Muara Tae Videoblog: The death of a forest in Indonesia

Courtesy: Environmental Investigation Agency

March 2, 2012

It’s the colours and the sounds that are most striking.

We had spent two days walking through lush, verdant forest – the last ancestral forests of Muara Tae. The close, varied greens teeming with life could not have stood in greater contrast to the landscape that now stood in front of us. A monochrome, muddy yellow broken only by piles of dead, drying vegetation. A lone excavator, resplendent in Hitachi orange, plied its trade in the distance.

The soundtrack of the forest was a cacophony of unseen insects and birds, rising to crescendos and punctuated by squawks, never stopping, day or night. The symphony of a working forest, its players engaged in ceaseless improvisation. Here, all that was gone. We killed the rattling engine and walked into the area cleared by a plantation company to deafening silence.

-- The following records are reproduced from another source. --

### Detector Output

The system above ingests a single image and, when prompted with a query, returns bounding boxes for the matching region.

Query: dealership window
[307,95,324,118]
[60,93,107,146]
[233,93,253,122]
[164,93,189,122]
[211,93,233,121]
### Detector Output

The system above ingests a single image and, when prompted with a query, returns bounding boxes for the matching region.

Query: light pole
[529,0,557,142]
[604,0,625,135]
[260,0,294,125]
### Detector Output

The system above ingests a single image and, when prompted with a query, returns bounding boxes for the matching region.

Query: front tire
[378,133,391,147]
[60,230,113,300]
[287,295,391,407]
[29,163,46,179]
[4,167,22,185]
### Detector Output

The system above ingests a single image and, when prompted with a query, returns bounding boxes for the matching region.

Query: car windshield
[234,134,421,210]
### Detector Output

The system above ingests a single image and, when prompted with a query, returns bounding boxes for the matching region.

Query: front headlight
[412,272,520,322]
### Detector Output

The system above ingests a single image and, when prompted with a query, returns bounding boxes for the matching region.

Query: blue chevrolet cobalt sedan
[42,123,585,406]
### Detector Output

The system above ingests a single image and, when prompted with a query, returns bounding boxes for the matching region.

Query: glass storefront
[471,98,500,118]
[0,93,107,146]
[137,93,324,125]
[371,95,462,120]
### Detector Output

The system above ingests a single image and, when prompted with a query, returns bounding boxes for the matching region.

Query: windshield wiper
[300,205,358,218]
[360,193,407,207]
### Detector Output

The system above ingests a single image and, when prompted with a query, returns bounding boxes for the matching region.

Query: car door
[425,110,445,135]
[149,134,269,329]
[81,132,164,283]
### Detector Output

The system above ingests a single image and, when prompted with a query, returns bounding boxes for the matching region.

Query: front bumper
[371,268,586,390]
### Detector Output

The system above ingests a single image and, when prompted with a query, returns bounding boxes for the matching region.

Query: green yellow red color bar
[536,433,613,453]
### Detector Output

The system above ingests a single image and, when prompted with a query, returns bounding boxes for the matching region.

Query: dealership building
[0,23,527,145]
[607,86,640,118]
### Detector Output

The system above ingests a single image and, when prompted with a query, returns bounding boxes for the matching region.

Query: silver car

The forest was cleared in October 2011 by the Malaysian-owned plantation company PT Munte Waniq Jaya Perkasa. By customary law, it belonged to the indigenous Dayak Benuaq community of Muara Tae, a small village in East Kalimantan. But over the past two decades, Indonesian authorities have carved up their land, ignoring Muara Tae’s indigenous land rights, and handed it to large mining and plantation firms.

During the past year EIA, along with our Indonesian partner Telapak, has sought to draw attention to the fate of the Dayak Benuaq.

For more than three centuries, they have used these forests sustainably and it is due to their careful husbandry that any still stands. Their fight for the right to maintain their traditional livelihoods pitches them against the might of the Indonesian Government, with its stodgy bureaucracy, and multi-million-dollar companies headquartered in Jakarta and Kuala Lumpur.

In January this year, EIA travelled into the interior of East Kalimantan to meet the Dayak Benuaq, bear witness to their struggle and bring their story to the wider world.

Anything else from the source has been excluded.